1 to 1 mapping from a range of numbers to the same range but seemingly randomly shuffled

Question

I need a function f(n) that takes any value n between 0 and 2^256 and returns a seemingly random other number from that range. Every output f(n) should be unique and it should be possible to find n if I know f(n). This shouldnt be hard to decipher or anything.

Answer 1

Encryption is a one-to-one mapping so one method would be to encrypt 256 bit numbers: 0, 1, 2, 3, ... 2^256 - 1. You might need to dig around to find a 256 bit cipher, the most common is probably 256 bit Rijndael. I think C# has an implementation.

Answer 2

You might consider using a full-cycle linear congruential generator (LCG). It turns out that finding the predecessor of a given value can be done using the LCG algorithm with a different set of coefficients, which can be pre-calculated as described here.

If you use a bigInteger library or a language which provides arbitrary-sized integers (such as python or ruby), there should be no problem covering your target range.

Answer 3

There are many ways to achieve this. For instance, you could do the following:

• Define a chunk size and map each chunk of bits to another chunk of bits, such that it is a bijection, i.e. reversible. If you would define your chunk size as 256 bits, then this comes down to creating a mapping for each possible 256 bit value. That would be great, but to reduce memory consumption you might prefer to choose a smaller chunk size, like ... 4 bits. So then you have a bijective function of 0..15 to 0..15

• Add the chunk sequence number (0..63) to the value that is mapped (modulo chunk range, i.e. 16) to increase the feeling of "randomness".

• Define a mapping of the bits in a chunk to other bit positions, again as a bijection. Here we could choose a simple mapping such that bits 0,1,2 and 3 (in the first chunk) map to bits 0, 64, 128, 182 (equidistant), and bits 4,5,6 and 7 (i.e. of the second chunk) map to bits 1, 65, 129, 183, ...etc.

All this is reversible, but it might still not look random enough. We could increase the effect by feeding the encoded number again in the algorithm, and repeat this a fixed number of times (like 20 times).

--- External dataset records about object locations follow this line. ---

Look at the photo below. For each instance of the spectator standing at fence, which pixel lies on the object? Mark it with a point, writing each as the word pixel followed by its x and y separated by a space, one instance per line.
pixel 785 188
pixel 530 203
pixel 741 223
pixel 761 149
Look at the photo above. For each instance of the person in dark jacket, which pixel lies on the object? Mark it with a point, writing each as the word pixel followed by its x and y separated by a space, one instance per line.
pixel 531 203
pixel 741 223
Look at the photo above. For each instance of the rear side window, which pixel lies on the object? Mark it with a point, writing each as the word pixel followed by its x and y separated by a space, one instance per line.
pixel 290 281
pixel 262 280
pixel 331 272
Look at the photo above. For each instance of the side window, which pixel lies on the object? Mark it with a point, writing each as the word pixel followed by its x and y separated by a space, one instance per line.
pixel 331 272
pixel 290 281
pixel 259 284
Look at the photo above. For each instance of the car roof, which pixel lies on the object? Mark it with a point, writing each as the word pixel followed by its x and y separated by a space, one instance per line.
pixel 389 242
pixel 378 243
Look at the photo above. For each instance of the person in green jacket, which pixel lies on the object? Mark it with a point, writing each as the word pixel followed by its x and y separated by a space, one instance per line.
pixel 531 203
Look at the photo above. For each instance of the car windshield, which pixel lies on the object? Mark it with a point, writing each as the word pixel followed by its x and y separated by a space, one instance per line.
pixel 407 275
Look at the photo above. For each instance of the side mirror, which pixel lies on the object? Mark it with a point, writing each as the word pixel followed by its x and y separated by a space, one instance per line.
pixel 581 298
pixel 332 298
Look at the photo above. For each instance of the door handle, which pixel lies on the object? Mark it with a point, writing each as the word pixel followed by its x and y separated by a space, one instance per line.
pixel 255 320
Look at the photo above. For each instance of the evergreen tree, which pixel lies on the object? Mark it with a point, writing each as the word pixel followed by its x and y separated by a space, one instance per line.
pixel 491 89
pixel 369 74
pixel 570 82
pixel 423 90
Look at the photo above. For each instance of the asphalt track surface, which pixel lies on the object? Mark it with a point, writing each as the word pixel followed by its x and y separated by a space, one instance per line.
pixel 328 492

If the programming language of choice supports 256bit numbers or has BigInteger support, then all this can be done with bitwise arithmetic on single (big) unsigned integers.

For instance, JavaScript:

const forward  = 0x7be0c36f5249a18dn; // Bijection of nibble to nibble (0..15 <-> 0..15)
const backward = 0x8d0be341f975a62cn; // ...and back.
const recur = 20; // Number of times to repeat encode/decode algorithm.

function encodeOnce(decoded) {
    let encoded = 0n;
    for (let i = 0n; i < 64n; i++) {
        const nibble = (forward >> (((decoded + i) & 0xfn)*4n)) & 0xfn;
        decoded >>= 4n;
        encoded = (encoded << 1n) | (nibble & 1n) | ((nibble & 2n) << 63n) 
                                  | ((nibble & 4n) << 126n) | ((nibble & 8n) << 189n); 
    }
    return encoded;
}

function encode(n) {
    for (let i = 0; i < recur; i++) n = encodeOnce(n);
    return n;
}

function decodeOnce(encoded) {
    let decoded = 0n;
    for (let i = 63n; i >= 0n; i--) {
        const nibble = ((encoded >> 189n) & 8n) | ((encoded >> 126n) & 4n) 
                     | ((encoded >> 63n) & 2n) | (encoded & 1n);
        encoded >>= 1n;
        decoded = (decoded << 4n) | (((backward >> (nibble*4n)) - i) & 0xfn);
    }
    return decoded;
}

function decode(n) {
    for (let i = 0; i < recur; i++) n = decodeOnce(n);
    return n;
}

// Some results
for (let n = 0n; n < 30n; n++) {
    const encoded = encode(n);
    const decoded = decode(encoded);
    // decoded should be equal to n
    console.log(`encode(${n}) = 0x${encoded.toString(16)}, decoded again = ${decoded}`);
}

function getRandom256bit() {
    let n = 0n;
    for (let i = 0; i < 8; i++) {
        n = (n << 32n) | BigInt(Math.floor(Math.random() * 0x100000000));
    }
    return n;
}

// Perform 100 tests with random numbers (nothing should be printed)
for (let k = 0; k < 100; k++) {
    const n = getRandom256bit();
    const encoded = encode(n);
    if (decode(encoded) != n) throw `Mismatch for ${n.toString(16)}`;
}
console.log("Tests passed.");

It should be clear that this algorithm is not producing anything close to real randomness. It is not intended to encrypt or anything close. It just provides a non-obvious, but reversible mapping (bijection).